Sob esse viés, é importante discutir a fragilidade dos três poderes brasileiros. Isto posto, de acordo com a Constituição federal de 1988 é dever do Estado garantir a segurança dos cidadãos, inclusive no trânsito. Entretanto, nota-se que a proteção não é garantida de forma plena e a Carta Magna é negligenciada, uma vez que não há a fiscalização e punição adequadas, por parte dos órgãos de Estado, para com os indivíduos que a desrespeitam por agir violentamente no trânsito. Dessa forma, os cidadãos não seguem as leis de trânsito e agem de forma ofensiva, pois guiados pelo pensamento de que o Governo é ineficaz, não se sentem ameaçados pela legislação. Por conseguinte, a violência no trânsito é banalizada e o poder dos responsáveis pela administração do país se torna figurativo.
Ademais, é relevante analisar o senso de autodefesa dos indivíduos. Nessa perspectiva, Thomas Hobbes, filósofo contratualista, acreditava que o homem é o lobo do homem, sendo movido, pelo senso de autopreservaçãom responsável por causar uma defesa agressiva. Deveras, como forma de mostrar superioridade e poder as pessoas tendem a agir com agressividade, em diversos âmbitos da vida, incluindo no trânsito. Desse modo, frente a situações conflituosas no trânsito, como uma batida ou um engarrafamento, os indíviduos com intuito de demonstrar poder agem com agressividade. Portanto, constata-se que os índices de violência são altos em virtude da impaciência do povo.

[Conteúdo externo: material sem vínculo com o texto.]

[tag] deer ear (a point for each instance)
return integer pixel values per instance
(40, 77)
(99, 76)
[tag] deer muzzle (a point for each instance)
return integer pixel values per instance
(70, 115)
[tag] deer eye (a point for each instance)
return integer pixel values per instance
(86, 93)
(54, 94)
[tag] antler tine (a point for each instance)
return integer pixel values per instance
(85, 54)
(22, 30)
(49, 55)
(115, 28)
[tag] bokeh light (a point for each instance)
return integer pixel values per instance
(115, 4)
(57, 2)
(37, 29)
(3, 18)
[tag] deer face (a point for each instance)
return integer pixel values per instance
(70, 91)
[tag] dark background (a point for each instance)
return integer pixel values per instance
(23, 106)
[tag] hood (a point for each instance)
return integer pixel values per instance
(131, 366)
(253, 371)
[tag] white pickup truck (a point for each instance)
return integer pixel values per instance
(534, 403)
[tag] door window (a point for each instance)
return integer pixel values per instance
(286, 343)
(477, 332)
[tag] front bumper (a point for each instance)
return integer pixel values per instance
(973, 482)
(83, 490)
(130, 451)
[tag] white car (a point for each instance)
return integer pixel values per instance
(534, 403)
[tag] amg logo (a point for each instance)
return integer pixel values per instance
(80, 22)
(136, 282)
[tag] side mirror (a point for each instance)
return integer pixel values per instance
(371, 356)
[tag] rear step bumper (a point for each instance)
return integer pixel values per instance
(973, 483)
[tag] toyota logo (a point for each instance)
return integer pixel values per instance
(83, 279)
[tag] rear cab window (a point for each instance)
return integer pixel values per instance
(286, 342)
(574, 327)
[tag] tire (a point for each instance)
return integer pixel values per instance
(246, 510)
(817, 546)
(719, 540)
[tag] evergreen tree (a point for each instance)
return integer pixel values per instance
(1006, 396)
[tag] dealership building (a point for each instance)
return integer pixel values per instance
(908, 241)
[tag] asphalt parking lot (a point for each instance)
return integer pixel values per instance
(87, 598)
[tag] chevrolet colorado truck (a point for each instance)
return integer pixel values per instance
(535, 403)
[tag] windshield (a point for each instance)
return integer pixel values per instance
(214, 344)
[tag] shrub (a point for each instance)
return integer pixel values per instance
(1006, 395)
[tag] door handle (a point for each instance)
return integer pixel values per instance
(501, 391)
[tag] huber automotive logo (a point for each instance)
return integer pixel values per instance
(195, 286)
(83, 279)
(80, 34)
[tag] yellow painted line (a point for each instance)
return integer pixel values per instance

Nessa conjuntura, conclui-se que falta de eficácia das leis e do posiconamento das pessoas a violência no trânsito é uma realidade no Brasil, que necessita da resolução de suas raízes. Em suma, é necessário que o poder Executivo, em parceria com o Judiciário, aumente a fiscalização da execução das leis de trânsito, por meio da instalação de postos de policiamento nas cidades, que deverão funcionar integralmente. Logo, tal supervisionamento diminuirá os casos violentos no trânsito. Em segunda instância, é preciso que o Ministério da Saúde divulgue amplamente, por meio das redes sociais, a existência de sessões de terapia gratuitas para cidadãos com elevado nível de estresse e autoproteção. Dessarte, a reação agressiva ao perigo será desconstruída e o trânsito se tornará seguro.